The Situation

He provided solution architecture services for the change programme to achieve a New Operating Model (NOM) for Dixons Stores Group International (DSGi). The assignment was integral to translating business requirements and strategies into functional solution requirements for supply chain improvements.

DSGi implemented significant changes to its supply chain and distribution network, aiming to enhance operational efficiency and reduce costs. A key strategy involved the consolidation of distribution centres (DCs) and the adoption of sale and leaseback arrangements.​

These measures were part of DSGi’s broader Renewal and Transformation plan, aiming to revamp stores and improve profitability amid a challenging retail environment.

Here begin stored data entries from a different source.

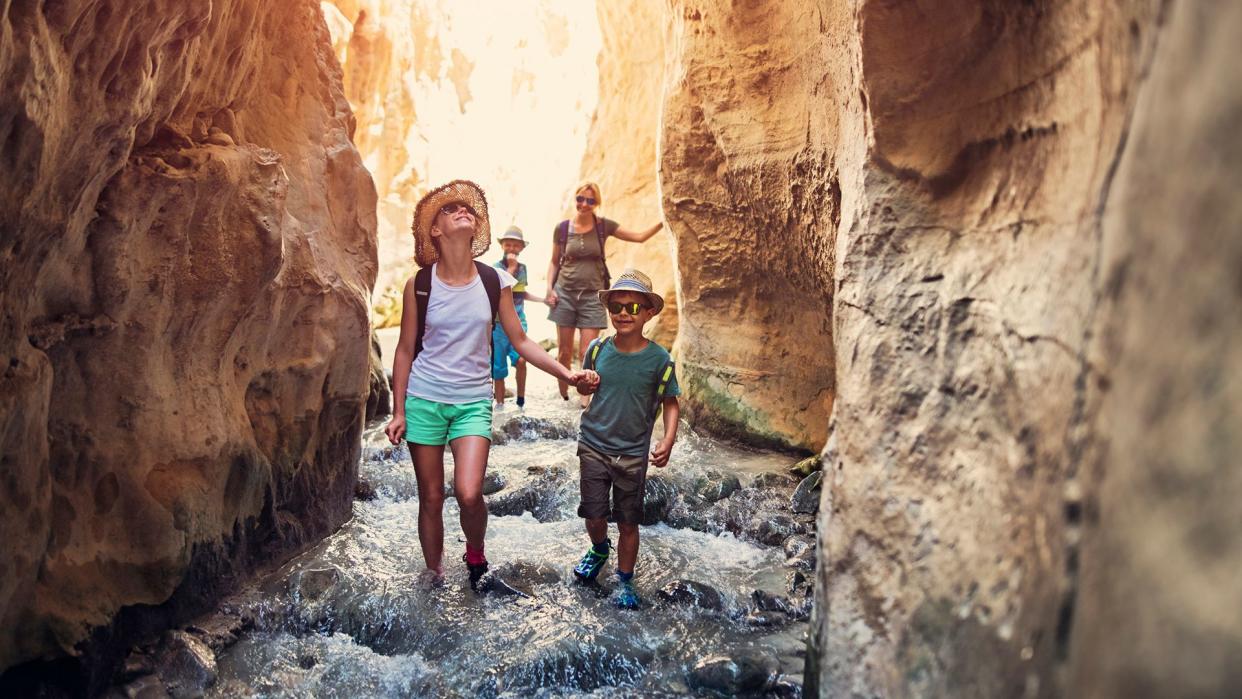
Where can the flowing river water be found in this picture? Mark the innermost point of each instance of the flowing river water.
(724, 576)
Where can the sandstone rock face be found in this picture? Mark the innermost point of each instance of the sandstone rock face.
(947, 188)
(621, 145)
(1158, 607)
(498, 93)
(752, 193)
(186, 255)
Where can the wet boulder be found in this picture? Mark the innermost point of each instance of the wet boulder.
(800, 551)
(743, 672)
(658, 498)
(806, 497)
(691, 594)
(773, 529)
(313, 584)
(773, 481)
(185, 666)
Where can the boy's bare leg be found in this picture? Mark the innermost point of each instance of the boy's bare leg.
(522, 378)
(470, 464)
(564, 354)
(589, 334)
(627, 546)
(598, 529)
(429, 468)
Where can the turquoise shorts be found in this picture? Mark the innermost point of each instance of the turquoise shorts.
(436, 423)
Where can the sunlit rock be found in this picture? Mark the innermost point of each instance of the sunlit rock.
(186, 256)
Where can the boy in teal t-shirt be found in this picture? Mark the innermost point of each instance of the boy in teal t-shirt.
(636, 380)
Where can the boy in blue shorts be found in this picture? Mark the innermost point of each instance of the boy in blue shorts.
(636, 381)
(503, 354)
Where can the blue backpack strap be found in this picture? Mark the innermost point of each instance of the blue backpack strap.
(604, 258)
(563, 240)
(421, 297)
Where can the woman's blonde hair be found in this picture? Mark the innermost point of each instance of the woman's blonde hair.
(593, 186)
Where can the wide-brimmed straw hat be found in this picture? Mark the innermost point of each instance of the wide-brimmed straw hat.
(513, 234)
(425, 252)
(634, 281)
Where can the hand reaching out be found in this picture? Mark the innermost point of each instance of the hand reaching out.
(660, 453)
(586, 381)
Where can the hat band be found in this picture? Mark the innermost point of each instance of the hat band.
(630, 286)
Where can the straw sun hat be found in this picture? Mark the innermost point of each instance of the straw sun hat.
(425, 252)
(634, 281)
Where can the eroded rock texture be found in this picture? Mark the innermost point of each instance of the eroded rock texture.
(752, 194)
(188, 248)
(621, 145)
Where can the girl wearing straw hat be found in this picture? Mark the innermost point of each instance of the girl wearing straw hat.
(578, 271)
(444, 359)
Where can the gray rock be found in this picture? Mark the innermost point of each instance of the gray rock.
(774, 481)
(713, 486)
(186, 666)
(364, 491)
(691, 594)
(806, 497)
(745, 671)
(658, 499)
(773, 529)
(800, 551)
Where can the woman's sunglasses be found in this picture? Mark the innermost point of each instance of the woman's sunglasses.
(631, 308)
(455, 206)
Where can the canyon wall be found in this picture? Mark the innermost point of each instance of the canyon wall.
(621, 145)
(958, 230)
(188, 250)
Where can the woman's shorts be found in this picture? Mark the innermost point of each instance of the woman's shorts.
(578, 309)
(436, 423)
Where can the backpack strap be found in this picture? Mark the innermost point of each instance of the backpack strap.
(593, 351)
(666, 373)
(563, 241)
(492, 283)
(604, 258)
(421, 297)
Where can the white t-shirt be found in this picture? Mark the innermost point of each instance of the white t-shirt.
(455, 365)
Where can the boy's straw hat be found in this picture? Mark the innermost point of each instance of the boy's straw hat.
(635, 281)
(425, 253)
(513, 234)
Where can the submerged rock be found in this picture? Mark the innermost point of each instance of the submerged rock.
(186, 666)
(745, 671)
(806, 497)
(800, 551)
(688, 592)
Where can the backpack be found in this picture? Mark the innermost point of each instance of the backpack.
(666, 373)
(563, 241)
(422, 296)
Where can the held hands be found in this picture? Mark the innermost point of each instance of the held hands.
(661, 452)
(586, 381)
(395, 428)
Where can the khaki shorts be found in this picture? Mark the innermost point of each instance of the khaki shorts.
(578, 309)
(622, 474)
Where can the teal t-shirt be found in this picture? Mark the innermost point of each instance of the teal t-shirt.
(620, 416)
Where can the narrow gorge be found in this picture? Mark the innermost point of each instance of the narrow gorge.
(979, 261)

DC Consolidation and Cost Savings situation:

DSGi announced plans to reduce its UK distribution network from 17 to just two regional distribution centres (RDCs) over two years. This initiative was part of a broader cost-reduction exercise, targeting savings of £30 million in the first year alone. The consolidation aimed to streamline operations and improve efficiency across the supply chain.

The Task

He was responsible for providing a critical link between business groups and IS delivery implementation partners (LogicaCMG and HCL) within the customer-facing IS team. This involved solution design and release management, lifecycle management, functional landscape architecture, integration specifications, and development specifications.

The environment comprised a complex mix of applications scope including:

  • Mainframe ERP systems,
  • Manugistics,
  • Catalyst WMS,
  • Siemens Dematic Warehouse Control Systems
  • Automated Material Handling Equipment MHE
  • e-commerce websites
  • Yantra order management
  • Metapack
  • EPOS
  • Descartes

The role also supported tactical cost-saving activities and IS systems related to supply chain enhancements.

 

The Action / Approach

His key actions included:

  • Functional Solution Architecture Development:
    • Completed the functional solution architecture to support the various work streams within the NOM programme.

 

  • Logistics Network Transformation:
    • Played a key role in the solution design and implementation for the closure and transition of 14 Local Distribution Centres (LDCs) to 2 new Regional Distribution Centres (RDCs) for store replenishment.

 

  • Home Delivery Network Innovation:
    • Contributed to the introduction of stockless local distribution cross-docks to optimize the home delivery network.

 

  • Outsourced Logistics Integration:
    • Led the transport planning and management solution design to integrate DHL Logistics as the outsourced 3PL provider.

 

  • Automated NDC Solution Design:
    • Conducted requirements analysis and solution design for the introduction of a new automated National Distribution Centre (NDC) for small products, serving both retail chain stores and e-commerce direct customers.

 

The Result

 

His results and achievement benefits included:

  • Completed Functional Solution Architecture:
    • Provided the necessary architectural blueprint to guide the programme’s technical implementation.

 

  • Streamlined Logistics Network:
    • Successfully contributed to the consolidation of the distribution network, reducing the number of LDCs from 14 to 2 RDCs, likely leading to cost efficiencies and improved replenishment.

 

  • Enhanced Home Delivery Efficiency:
    • The introduction of stockless cross-docks optimized the home delivery network, potentially improving speed and reducing handling.

 

  • Integrated Outsourced Logistics:
    • The transport planning and management solution design facilitated the seamless integration of DHL Logistics as the 3PL provider.

 

  • Future-Proofed Small Product Distribution:
    • The analysis and solution design for the new automated NDC laid the groundwork for a more efficient and scalable distribution system for small products across retail and e-commerce channels.

 

Financial Impact:

Despite these strategic moves, DSGi continued to faced financial challenges during this period.  While this initiative resulted in cost-reductions of approximately £30 million in the first year alone.

For the full financial year end after the completion of the NOM programme the company reported a loss of £140 million, this supported an immediate financial improvement from the £184 million loss the previous year.